Une documentation sur l'avortement au centre d'orthogenie de la maternite des Lilas en janvier 2013.
Une documentation sur l'avortement au centre d'orthogenie de la maternite des Lilas en janvier 2013. - DURAND FLORENCE/SIPA

Les Françaises ont moins recours à l’avortement qu’en 1975, mais plus souvent de manière répétée. A l’occasion du quarantième anniversaire de la loi Veil, qui aura lieu le 17 janvier, une étude de l’Ined dévoilée ce jeudi fait ce constat étonnant. Laurent Toulemon, chercheur à l’Ined livre son analyse.

Quelle est la part de femmes qui avortent plusieurs fois au cours de leur vie?

Il s’agit d’une minorité. Un tiers des femmes (33%) ont recours au moins une fois à l’IVG au cours de leur vie, dont 9,5% au moins deux fois et 4% trois fois ou plus. Mais le nombre de femmes ayant recours plusieurs fois à IVG ne cesse de s’accroître depuis 1975 en France comme dans d’autres pays européens.

Ces avortements multiples concernent-ils un type de femmes en particulier?

Les femmes âgées de moins de 30 ans. Cela s’explique tout d’abord par l’allongement de la période entre le premier rapport sexuel et le premier enfant. Pendant cette période qui dure une dizaine d’années, les chances d’avoir un parcours contraceptif sans failles sont plus limitées car les jeunes femmes ont souvent des relations sexuelles épisodiques, qui ne sont pas toujours bien protégées.

Certaines de ces grossesses non prévues sont-elles dues à un défaut d’information sur les moyens de contraception?

Le nombre d’avortements s'est stabilisé à la fin des années 2000, preuve que la couverture contraceptive des Françaises est meilleure que dans les années 70. Mais il existe encore des accidents de contraception, soit parce que certaines femmes prennent leur pilule de façon irrégulière. Soit parce qu’elles ont des relations sexuelles épisodiques avant de se mettre en couple et qu’elles n’utilisent pas systématiquement de moyen de contraception. Soit parce qu’il arrive des accidents de préservatifs ou que leur partenaire a refusé d’en utiliser. Par ailleurs, les implants, l'anneau vaginal et le patch ne sont pas encore très utilisés.

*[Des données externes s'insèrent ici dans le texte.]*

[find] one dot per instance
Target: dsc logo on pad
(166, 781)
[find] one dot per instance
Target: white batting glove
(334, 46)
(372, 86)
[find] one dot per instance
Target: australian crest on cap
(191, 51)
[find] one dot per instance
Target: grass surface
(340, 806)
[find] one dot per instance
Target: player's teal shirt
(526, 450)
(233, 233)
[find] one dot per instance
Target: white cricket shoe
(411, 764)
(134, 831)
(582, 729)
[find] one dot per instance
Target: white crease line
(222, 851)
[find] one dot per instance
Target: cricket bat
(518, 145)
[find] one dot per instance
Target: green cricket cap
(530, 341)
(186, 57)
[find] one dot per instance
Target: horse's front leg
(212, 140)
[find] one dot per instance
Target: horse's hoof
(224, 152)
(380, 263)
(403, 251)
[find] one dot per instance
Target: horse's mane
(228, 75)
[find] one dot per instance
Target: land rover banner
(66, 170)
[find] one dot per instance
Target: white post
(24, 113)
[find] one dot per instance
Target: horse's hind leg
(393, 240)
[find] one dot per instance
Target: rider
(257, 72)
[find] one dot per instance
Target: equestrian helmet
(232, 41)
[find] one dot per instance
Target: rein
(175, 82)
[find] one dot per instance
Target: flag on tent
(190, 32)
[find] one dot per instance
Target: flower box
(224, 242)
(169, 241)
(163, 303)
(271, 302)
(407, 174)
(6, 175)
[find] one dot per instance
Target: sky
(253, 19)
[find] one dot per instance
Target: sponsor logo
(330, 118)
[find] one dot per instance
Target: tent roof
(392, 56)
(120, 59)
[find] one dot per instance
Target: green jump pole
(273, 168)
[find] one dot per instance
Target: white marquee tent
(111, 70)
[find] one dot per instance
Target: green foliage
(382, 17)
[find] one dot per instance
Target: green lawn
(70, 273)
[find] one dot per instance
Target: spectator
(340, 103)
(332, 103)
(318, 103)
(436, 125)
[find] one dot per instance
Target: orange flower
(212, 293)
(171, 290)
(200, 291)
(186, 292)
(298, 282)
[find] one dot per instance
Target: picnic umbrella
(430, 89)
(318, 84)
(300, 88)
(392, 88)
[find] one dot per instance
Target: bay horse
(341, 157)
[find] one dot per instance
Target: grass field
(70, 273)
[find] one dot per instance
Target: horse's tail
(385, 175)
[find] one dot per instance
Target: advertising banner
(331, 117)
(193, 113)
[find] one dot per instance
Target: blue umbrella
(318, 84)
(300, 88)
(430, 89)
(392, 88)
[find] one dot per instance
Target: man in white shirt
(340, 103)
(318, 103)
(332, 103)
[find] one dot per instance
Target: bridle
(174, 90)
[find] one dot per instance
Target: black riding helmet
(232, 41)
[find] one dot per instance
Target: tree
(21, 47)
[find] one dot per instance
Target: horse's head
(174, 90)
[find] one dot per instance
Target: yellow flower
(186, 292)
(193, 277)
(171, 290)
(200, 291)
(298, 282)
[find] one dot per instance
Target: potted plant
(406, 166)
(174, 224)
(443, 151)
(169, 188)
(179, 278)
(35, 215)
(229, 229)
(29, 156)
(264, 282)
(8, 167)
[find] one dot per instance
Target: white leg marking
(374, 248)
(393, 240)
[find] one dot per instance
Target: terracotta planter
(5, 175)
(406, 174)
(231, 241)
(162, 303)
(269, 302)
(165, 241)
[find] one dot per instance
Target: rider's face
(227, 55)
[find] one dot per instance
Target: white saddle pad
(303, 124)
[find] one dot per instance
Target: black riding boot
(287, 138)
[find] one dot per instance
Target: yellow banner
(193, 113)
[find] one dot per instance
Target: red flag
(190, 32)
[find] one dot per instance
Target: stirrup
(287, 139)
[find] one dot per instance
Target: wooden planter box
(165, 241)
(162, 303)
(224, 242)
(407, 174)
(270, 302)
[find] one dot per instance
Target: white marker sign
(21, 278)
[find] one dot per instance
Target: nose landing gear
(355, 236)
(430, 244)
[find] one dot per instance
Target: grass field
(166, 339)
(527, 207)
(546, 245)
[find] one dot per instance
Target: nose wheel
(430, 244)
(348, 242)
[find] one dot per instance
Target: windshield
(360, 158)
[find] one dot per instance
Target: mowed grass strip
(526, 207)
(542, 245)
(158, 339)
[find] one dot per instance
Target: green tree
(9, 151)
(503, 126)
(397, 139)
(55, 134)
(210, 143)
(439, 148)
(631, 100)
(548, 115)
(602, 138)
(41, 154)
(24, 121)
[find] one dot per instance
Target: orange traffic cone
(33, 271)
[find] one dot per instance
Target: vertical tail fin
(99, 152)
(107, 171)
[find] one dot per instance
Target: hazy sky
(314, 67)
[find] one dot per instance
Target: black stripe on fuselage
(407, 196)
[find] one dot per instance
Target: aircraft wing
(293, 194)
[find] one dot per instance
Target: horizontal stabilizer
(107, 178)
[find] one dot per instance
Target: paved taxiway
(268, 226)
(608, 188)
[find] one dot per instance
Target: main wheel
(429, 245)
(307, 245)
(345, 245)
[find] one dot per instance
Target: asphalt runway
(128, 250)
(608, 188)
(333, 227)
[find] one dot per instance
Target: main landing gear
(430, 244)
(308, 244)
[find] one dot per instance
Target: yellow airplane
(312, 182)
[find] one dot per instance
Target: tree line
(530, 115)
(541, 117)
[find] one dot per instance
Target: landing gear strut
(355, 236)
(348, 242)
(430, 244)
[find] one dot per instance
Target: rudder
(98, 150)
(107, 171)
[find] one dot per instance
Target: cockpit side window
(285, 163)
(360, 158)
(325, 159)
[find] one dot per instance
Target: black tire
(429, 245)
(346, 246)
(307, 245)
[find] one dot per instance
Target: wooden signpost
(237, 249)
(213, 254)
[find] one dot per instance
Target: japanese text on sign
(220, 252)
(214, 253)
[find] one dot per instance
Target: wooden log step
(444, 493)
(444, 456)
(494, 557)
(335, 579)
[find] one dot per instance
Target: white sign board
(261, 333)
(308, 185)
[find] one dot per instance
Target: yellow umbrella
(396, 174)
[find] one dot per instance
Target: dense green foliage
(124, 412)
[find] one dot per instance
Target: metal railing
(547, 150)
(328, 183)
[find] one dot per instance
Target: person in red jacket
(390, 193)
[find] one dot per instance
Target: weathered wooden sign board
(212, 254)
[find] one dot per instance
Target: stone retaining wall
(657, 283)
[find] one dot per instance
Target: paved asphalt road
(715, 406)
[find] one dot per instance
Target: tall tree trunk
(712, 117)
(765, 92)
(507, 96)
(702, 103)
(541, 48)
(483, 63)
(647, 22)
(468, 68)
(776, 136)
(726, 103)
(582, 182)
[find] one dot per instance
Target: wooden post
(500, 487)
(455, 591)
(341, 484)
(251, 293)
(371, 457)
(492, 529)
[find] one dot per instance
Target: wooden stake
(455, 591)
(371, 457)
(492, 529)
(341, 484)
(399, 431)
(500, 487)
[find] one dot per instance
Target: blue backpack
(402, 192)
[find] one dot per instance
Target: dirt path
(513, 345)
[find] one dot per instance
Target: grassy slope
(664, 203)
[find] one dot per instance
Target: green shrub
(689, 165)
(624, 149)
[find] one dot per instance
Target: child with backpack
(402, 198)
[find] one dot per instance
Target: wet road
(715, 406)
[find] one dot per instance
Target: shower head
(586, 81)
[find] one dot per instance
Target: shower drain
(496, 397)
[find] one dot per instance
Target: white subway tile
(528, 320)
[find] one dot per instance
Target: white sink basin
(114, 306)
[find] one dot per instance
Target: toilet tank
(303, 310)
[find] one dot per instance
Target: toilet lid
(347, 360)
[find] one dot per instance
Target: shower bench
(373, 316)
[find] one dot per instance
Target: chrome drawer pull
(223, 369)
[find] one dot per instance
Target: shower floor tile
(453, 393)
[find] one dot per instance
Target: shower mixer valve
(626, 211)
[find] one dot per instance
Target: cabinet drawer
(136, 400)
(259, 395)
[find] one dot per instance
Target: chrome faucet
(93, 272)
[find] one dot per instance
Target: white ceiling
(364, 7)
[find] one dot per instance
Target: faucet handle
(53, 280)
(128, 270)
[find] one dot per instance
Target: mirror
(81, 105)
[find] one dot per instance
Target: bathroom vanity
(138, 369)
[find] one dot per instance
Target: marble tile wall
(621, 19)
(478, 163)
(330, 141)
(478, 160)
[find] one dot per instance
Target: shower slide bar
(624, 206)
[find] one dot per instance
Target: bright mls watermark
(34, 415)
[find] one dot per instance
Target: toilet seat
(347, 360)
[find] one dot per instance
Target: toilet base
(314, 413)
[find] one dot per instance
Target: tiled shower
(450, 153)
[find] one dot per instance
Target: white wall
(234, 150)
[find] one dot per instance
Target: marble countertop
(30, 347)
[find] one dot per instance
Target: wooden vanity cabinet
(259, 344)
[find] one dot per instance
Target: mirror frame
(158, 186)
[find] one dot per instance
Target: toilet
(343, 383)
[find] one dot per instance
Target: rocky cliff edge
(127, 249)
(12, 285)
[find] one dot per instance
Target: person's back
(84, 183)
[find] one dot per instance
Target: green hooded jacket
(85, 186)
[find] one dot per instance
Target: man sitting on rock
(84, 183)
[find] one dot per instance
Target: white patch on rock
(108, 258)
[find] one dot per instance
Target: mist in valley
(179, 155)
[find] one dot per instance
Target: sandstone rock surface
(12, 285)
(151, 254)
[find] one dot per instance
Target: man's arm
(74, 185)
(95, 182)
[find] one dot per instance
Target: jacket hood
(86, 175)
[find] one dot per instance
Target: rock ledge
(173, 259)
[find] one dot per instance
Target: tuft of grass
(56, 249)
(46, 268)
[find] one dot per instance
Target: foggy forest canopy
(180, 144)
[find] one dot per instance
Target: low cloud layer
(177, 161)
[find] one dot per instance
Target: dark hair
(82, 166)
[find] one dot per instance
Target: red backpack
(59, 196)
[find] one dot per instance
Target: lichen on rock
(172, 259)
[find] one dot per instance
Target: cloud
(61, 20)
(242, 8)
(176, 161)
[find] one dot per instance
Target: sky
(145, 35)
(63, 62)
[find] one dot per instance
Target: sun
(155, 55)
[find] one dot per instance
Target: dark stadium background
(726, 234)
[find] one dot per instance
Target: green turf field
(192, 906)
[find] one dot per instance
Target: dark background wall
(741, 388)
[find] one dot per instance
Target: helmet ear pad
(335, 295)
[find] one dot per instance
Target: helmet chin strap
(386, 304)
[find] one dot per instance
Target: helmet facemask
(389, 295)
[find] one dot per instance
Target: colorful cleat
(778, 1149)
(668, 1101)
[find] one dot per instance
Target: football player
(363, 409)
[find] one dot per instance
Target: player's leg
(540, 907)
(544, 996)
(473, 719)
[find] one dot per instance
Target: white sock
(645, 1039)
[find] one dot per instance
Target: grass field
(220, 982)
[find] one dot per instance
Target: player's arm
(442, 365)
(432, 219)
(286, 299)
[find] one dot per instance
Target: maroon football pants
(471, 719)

Mais comment expliquer qu’après une première IVG toutes les femmes ne soient pas mieux protégées lors de leurs rapports sexuels?

Avant 2004, toute IVG était obligatoirement précédée par un entretien psycho social. Il était parfois ressenti comme une brimade par les femmes et il rallongeait les délais pour obtenir un rendez-vous pour l’intervention ou la prescription médicamenteuse. Mais depuis 2004, il n’est plus obligatoire, sauf pour les mineures et il n’est proposé qu’à deux tiers des femmes. Or, il permet de comprendre pourquoi la femme n’était pas ou pas suffisamment protégée lors du rapport et de faire un point avec elle pour choisir le moyen de contraception le plus adapté à son âge et à son mode de vie.

La situation sociale de certaines de ces femmes n’est-elle pas aussi en cause?

En effet, certaines femmes en situation précaire sont parfois très éloignées du système de soins et ne vont jamais chez le gynécologue. Elles ne parlent donc jamais de contraception. Et certaines sont dans une telle détresse sociale et affective que la contraception est le cadet de leur souci.

Et que répondez-vous à ceux qui pensent que ces recours multiples à l’IVG sont dus à une banalisation de l’avortement chez certaines femmes?

L’IVG est désormais reconnue comme un droit et non comme un dernier recours. Et l’on a retiré dans la loi la notion de «situation de détresse» pour recourir à l'avortement. Mais cela ne signifie pas pour autant que certaines femmes l’utilisent de manière inconséquente, comme une simple méthode de régulation des naissances.